Cybersecurity article series:
- Cybersecurity risk analysis
- Staff training
- Detecting a breach and immediate action
- Recovering from a breach
There is an ever-growing list of businesses that have fallen victim to a hack. And even after years of training your team all the ways to prevent and detect data breaches, it is still possible to find your business added to that list. Remember, a criminal only has to be lucky once in order to gain access to your data. If your business is proactive in keeping your devices and networks safe from a possible breach, you’ll have the legal upper hand if one occurs.
However, if it’s already been confirmed that your systems, networks, or data have been compromised, here are 8 specific actions that will help you recover fast.
1. Secure your systems from further intrusion
This should have been done when the initial breach was detected. But still, it’s a good idea to make sure that no further data loss can occur. The only thing worse than a data breach is multiple data breaches.
2. Identify the compromised data
Obviously, you’ll want to know exactly what information was stolen. If necessary, divide the data into 3 categories:
- Least sensitive: Names and addresses. This information is most likely available in the public domain already. Therefore, it is not a serious cause for concern.
- More sensitive: Email addresses, DOB, payment account or credit card numbers. Stolen email addresses may increase the likelihood of spam and phishing emails. Also, account and card information can result in recoverable fraudulent charges. And although DOB by itself is not necessarily a risk, combining it with other data can make it valuable information.
- Most Sensitive: Social security or national insurance numbers, bank account information, login and password information.
3. Identify the members of your recovery team
Depending on the size of your business, you may need to include:
-
- Legal Counsel to act as your bridge between senior management, law enforcement, and public relations. Also, keep in mind that senior management will need to be advised of all steps in the process.
- Operations. If day to day operations are affected, plan for a smooth transition back to normal.
- Information Security/IT. Members of your IT team will be the most valuable part of the team. Team members who can identify subtle differences in network traffic, application changes and data manipulation can help to identify vulnerabilities that may have been exploited.
- Human Resources personnel to assist in managing the team and identifying additional, required resources.
- Computer Forensics to find traces the attackers may have left behind during the breach. It is unusual to find someone with this expertise in a small business, so hiring a third party to assist may be unavoidable.
4. Log everything
During the recovery phase, make sure to log everything. It is essential for law enforcement officials to know what your team has done to stop the intrusion. Keeping a record of any pertinent information that is discovered during the investigation can go a long way to help you.
5. Fix vulnerabilities discovered throughout the process
Identify key areas to optimize for additional security like:
- Third-party service providers. If you utilize any third-party services that have access to your networks or data, examine precisely what they can access. Then decide if access privileges need to be updated.
- Network Segmentation. If you have more than one server or office, it is likely that your network was segmented to prevent a breach in one area from affecting another. Work with the forensics and information security teams to ensure that the segmentation plan was effective. If changes need to be made, implement them now.

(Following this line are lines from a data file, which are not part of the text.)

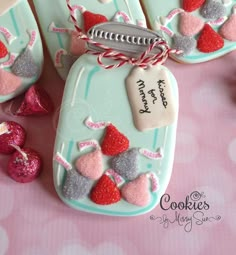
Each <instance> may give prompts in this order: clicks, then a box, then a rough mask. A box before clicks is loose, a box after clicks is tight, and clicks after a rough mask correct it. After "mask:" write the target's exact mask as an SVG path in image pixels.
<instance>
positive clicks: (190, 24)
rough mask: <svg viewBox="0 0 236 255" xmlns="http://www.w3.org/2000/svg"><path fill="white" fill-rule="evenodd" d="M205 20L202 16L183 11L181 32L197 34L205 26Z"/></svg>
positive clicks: (181, 25)
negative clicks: (195, 15) (197, 16)
mask: <svg viewBox="0 0 236 255" xmlns="http://www.w3.org/2000/svg"><path fill="white" fill-rule="evenodd" d="M203 26H204V22H203V20H201V19H200V18H198V17H196V16H193V15H192V14H190V13H186V12H185V13H181V15H180V23H179V29H180V33H181V34H182V35H185V36H193V35H196V34H197V33H198V32H200V30H201V29H202V28H203Z"/></svg>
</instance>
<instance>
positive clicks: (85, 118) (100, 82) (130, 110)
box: [53, 55, 178, 216]
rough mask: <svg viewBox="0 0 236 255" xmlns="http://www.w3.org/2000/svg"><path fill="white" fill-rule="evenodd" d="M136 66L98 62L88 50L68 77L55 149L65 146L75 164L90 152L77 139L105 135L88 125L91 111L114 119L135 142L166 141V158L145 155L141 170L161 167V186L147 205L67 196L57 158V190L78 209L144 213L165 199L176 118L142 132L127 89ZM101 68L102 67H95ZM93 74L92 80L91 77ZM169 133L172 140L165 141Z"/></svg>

- Work closely with your Forensics team. Find out what security measures were in place at the time of the breach. Were firewalls correctly configured? Was data encryption being utilised? Analyse backups that might help restore network functionality. Also, review system logs to determine who had access to which parts of the network at the time of the breach. Determine if those people really need access to those resources.
6. Determine your legal requirements
It may be necessary for you to report data breaches to law enforcement officials and/or regulatory agencies. Therefore, make sure you comply with those legal obligations.

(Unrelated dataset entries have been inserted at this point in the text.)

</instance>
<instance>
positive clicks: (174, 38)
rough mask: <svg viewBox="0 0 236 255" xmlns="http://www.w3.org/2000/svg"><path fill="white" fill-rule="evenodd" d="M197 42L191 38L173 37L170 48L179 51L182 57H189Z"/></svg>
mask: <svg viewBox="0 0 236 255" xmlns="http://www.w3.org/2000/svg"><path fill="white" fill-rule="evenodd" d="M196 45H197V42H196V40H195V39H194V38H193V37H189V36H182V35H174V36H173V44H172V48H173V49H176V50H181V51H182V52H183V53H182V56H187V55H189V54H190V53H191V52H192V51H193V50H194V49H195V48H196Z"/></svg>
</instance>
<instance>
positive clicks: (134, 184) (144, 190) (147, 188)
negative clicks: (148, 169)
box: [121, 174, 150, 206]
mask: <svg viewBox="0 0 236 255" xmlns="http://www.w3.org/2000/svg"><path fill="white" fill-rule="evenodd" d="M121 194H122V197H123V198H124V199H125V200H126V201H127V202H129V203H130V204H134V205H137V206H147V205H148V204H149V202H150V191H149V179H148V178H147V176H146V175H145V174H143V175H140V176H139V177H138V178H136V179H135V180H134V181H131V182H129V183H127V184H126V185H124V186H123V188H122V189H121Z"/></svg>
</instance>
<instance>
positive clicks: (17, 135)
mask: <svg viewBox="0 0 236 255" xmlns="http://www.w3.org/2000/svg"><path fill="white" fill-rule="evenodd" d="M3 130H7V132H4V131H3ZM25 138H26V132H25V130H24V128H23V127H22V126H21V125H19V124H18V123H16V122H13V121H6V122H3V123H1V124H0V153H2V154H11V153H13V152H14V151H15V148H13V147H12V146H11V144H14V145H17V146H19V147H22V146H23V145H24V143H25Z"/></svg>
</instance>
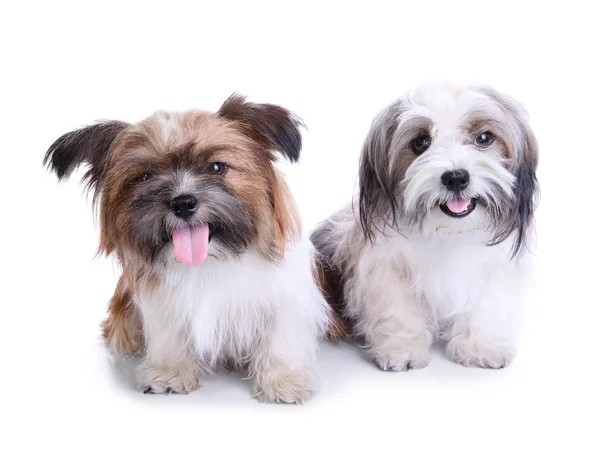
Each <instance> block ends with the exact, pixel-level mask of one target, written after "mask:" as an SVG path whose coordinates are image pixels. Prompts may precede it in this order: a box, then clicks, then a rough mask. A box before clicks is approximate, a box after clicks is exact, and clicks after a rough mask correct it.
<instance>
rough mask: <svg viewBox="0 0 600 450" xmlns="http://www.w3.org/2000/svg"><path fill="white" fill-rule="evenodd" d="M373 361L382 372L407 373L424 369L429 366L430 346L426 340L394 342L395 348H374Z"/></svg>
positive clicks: (415, 340) (376, 347)
mask: <svg viewBox="0 0 600 450" xmlns="http://www.w3.org/2000/svg"><path fill="white" fill-rule="evenodd" d="M371 354H372V356H373V361H375V364H377V366H379V368H380V369H381V370H385V371H391V372H406V371H407V370H411V369H422V368H423V367H427V365H428V364H429V344H428V342H427V340H426V339H418V338H417V339H404V340H398V341H395V342H394V346H393V347H391V348H390V346H389V345H387V346H385V347H382V346H379V347H373V348H372V349H371Z"/></svg>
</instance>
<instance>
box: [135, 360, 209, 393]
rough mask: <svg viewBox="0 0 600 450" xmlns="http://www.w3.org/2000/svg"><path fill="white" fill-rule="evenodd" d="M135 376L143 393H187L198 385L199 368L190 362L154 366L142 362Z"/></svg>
mask: <svg viewBox="0 0 600 450" xmlns="http://www.w3.org/2000/svg"><path fill="white" fill-rule="evenodd" d="M136 372H137V377H138V382H139V384H140V386H141V387H142V391H143V392H144V394H170V393H174V394H188V393H190V392H192V391H193V390H195V389H197V388H198V387H199V386H200V376H201V371H200V369H199V368H198V367H197V366H196V365H194V364H192V363H180V364H178V365H176V366H154V365H152V364H149V363H147V362H145V361H144V362H142V363H141V364H140V365H139V366H138V368H137V370H136Z"/></svg>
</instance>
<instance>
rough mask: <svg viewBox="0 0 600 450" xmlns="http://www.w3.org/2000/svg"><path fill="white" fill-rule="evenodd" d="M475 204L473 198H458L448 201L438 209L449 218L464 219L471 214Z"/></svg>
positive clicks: (472, 210) (475, 201)
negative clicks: (463, 218) (468, 215)
mask: <svg viewBox="0 0 600 450" xmlns="http://www.w3.org/2000/svg"><path fill="white" fill-rule="evenodd" d="M476 205H477V202H476V201H475V199H474V198H471V199H467V198H460V197H454V198H452V199H450V200H448V201H447V202H446V203H442V204H441V205H440V209H441V210H442V211H443V212H444V214H446V215H448V216H450V217H456V218H462V217H466V216H468V215H469V214H471V213H472V212H473V210H474V209H475V206H476Z"/></svg>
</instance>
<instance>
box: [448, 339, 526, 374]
mask: <svg viewBox="0 0 600 450" xmlns="http://www.w3.org/2000/svg"><path fill="white" fill-rule="evenodd" d="M446 354H447V355H448V357H449V358H450V359H451V360H452V361H454V362H457V363H459V364H462V365H463V366H467V367H483V368H489V369H503V368H504V367H506V366H508V365H509V364H510V362H511V361H512V360H513V358H514V356H515V349H514V347H513V346H512V345H510V344H508V343H506V342H502V341H500V342H494V341H491V340H489V339H476V338H473V337H471V338H468V339H467V338H463V337H462V336H461V337H455V338H453V339H452V340H450V341H449V342H448V344H447V346H446Z"/></svg>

7. Update your risk register
Include all of the information relevant to the breach. By doing this, you can ensure it is reviewed and considered for future risk assessments.
8. Have a communication plan
Create a comprehensive plan that reaches all affected audiences. These include employees, customers, investors, business partners, and other stakeholders. Don’t make misleading statements about the breach. And don’t withhold key details that might help anyone protect themselves and their information. Also, don’t publicly share information that might put people or businesses at further risk. Your legal team will probably hold the keys to the timing and nature of information regarding the breach, so it is important to listen to their guidance. It is necessary and noble to want to tell those affected about the breach, but it is equally important to ensure it is done the right way.
By now, you’re probably thinking that the process of recovery is a long and arduous task. But with the right people and plan in place, it can be so much easier to manage. The biggest takeaway you will get should you ever need to recover from a breach is that you won’t want to have to do it again! Learning from the process, fixing vulnerabilities, and bridging gaps in training is the best way to ensure you only have to experience this process no more than once.